Quantitative decision analysis is the use of mathematical models to find answers to business problems. This analysis is quite common in business, with many companies hiring individuals to complete this specific activity. A few types of quantitative decision analysis are deterministic, stochastic, or probabilistic models. Their purpose is to use uncontrollable factors and controllable inputs to make decisions. Uncontrollable factors typically represent external items outside the company’s control, while controllable inputs are those items a company uses to produce goods and services.
Deterministic models work best when a business knows a relationship exists between two variables. For example, product price and total sales typically have a direct relationship. Therefore, a company can create a mathematical model to determine how one of these variables affects the other. Quantitative decision analysis offers many types of deterministic models for use in this process. One essential point for deterministic models is the inability for random variation to exist as variables must have direct relationships with each other.
Stochastic models are the opposite of deterministic models in quantitative decision analysis. Companies can use these models when a range of variables exists in a problem or situation. In most cases, the variables can each have their own individual value ranges. Going back to the price and sales example, a company may input a wide range of prices in order to determine their effects on overall sales. This model can take these multiple inputs and provide a variety of outputs when making decisions.

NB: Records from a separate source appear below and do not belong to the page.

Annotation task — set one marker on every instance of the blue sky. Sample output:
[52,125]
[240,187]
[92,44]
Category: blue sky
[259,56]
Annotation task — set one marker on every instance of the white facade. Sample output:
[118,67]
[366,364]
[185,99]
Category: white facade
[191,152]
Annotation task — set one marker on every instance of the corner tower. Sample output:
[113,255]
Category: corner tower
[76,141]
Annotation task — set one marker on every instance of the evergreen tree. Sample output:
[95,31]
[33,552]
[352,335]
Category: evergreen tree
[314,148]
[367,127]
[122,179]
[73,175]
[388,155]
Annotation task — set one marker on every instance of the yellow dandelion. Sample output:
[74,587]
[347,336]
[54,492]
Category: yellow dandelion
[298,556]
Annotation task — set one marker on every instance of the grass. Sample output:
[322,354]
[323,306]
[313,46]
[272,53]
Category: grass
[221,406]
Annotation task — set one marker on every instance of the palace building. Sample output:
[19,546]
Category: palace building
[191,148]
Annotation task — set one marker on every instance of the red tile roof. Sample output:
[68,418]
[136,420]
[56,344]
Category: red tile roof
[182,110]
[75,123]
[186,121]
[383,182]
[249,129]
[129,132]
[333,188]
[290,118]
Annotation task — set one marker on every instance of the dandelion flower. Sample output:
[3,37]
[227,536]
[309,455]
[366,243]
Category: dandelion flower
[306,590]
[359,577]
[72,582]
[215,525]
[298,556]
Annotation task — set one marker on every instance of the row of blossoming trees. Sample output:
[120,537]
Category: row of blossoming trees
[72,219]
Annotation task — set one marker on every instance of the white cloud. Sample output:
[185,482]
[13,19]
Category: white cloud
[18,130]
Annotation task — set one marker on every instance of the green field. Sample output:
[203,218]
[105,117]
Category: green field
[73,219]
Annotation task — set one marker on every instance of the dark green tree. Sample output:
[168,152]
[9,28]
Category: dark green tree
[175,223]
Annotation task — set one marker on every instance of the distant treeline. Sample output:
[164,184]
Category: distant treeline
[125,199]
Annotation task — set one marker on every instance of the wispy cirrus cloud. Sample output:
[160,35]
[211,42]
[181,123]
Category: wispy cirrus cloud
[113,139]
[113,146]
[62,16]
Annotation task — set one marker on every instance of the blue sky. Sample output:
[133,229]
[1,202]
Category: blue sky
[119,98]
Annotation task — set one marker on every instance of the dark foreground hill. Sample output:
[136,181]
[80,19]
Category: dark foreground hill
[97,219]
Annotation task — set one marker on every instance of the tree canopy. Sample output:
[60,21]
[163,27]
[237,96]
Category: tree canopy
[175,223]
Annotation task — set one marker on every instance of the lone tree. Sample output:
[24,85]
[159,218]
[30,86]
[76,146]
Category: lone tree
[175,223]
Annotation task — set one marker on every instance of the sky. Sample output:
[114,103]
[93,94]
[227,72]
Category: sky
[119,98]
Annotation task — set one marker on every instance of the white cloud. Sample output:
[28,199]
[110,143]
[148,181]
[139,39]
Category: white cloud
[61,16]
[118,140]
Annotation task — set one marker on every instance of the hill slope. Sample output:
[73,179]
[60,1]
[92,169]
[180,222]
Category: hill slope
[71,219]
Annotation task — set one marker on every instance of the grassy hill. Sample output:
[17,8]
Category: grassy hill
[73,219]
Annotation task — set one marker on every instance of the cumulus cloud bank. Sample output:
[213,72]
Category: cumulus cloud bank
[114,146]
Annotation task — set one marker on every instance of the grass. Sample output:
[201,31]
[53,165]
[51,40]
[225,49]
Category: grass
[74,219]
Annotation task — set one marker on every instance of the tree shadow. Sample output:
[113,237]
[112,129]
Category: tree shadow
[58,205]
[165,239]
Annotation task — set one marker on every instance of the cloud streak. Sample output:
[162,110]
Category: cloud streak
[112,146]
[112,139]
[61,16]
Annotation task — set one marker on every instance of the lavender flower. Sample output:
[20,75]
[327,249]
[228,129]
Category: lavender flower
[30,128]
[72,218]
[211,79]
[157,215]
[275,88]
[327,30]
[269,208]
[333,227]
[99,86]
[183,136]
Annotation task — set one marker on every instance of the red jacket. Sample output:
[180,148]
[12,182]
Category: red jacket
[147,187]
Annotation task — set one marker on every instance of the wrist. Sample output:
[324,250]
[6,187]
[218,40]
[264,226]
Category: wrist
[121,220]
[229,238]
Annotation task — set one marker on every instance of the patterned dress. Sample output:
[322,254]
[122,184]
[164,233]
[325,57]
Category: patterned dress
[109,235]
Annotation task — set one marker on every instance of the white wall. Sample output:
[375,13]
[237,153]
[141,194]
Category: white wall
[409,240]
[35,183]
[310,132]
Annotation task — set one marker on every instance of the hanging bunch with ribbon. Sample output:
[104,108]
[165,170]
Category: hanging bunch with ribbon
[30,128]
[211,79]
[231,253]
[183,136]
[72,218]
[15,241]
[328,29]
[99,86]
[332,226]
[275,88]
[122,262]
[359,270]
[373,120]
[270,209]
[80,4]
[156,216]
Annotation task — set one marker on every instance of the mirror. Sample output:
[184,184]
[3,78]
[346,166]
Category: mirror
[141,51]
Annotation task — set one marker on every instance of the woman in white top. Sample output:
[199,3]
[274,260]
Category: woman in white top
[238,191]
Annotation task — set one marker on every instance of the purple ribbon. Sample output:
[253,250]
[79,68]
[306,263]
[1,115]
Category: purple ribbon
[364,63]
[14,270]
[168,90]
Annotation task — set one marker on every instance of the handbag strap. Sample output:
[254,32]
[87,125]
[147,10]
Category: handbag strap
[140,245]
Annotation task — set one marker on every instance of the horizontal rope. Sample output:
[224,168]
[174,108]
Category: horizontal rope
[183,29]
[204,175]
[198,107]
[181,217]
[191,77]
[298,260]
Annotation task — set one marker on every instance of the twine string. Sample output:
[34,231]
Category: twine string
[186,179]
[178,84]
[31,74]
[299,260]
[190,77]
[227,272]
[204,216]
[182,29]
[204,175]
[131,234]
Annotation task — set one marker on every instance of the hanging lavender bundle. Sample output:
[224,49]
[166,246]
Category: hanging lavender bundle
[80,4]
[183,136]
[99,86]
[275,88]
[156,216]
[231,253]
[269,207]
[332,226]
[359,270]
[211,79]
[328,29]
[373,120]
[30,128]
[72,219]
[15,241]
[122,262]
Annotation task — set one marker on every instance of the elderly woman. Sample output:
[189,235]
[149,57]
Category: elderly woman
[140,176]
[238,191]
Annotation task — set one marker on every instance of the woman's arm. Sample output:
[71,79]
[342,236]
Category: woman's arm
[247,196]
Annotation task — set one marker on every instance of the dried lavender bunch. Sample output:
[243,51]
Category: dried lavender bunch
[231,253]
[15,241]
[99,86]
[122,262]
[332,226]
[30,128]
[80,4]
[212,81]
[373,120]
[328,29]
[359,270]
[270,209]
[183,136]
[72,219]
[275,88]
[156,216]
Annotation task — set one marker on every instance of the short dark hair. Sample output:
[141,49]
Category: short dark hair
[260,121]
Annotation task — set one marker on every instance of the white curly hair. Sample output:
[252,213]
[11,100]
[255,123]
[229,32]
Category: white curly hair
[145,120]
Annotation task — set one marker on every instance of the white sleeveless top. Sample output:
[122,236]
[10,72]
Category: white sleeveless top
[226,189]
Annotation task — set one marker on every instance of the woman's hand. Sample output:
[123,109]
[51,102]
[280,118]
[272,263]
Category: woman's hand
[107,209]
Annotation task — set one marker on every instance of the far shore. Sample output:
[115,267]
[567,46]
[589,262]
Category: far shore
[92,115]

Probability models are a stochastic mathematical form. Companies typically use probability to determine the number of outcomes or possible events that will result from a single course of action. Decision trees are a form of a probability model in this quantitative decision analysis. A company outlines a certain event and defines the probability of success based on the variables that exist. Attaching percentages to the different outcomes provides more support for the decision outcome with these models.
Though a few basic models exist in quantitative decision analysis, there is no end to the number of variations to them. That is why so many businesses find this analysis activity so valuable. Altering a formula slightly allows a company to change the model to fit the situation. The use of these models allows for better decision making and often improves the end result. Qualitative analysis, however, may also be necessary to determine how nonmathematical factors will affect a decision outcome.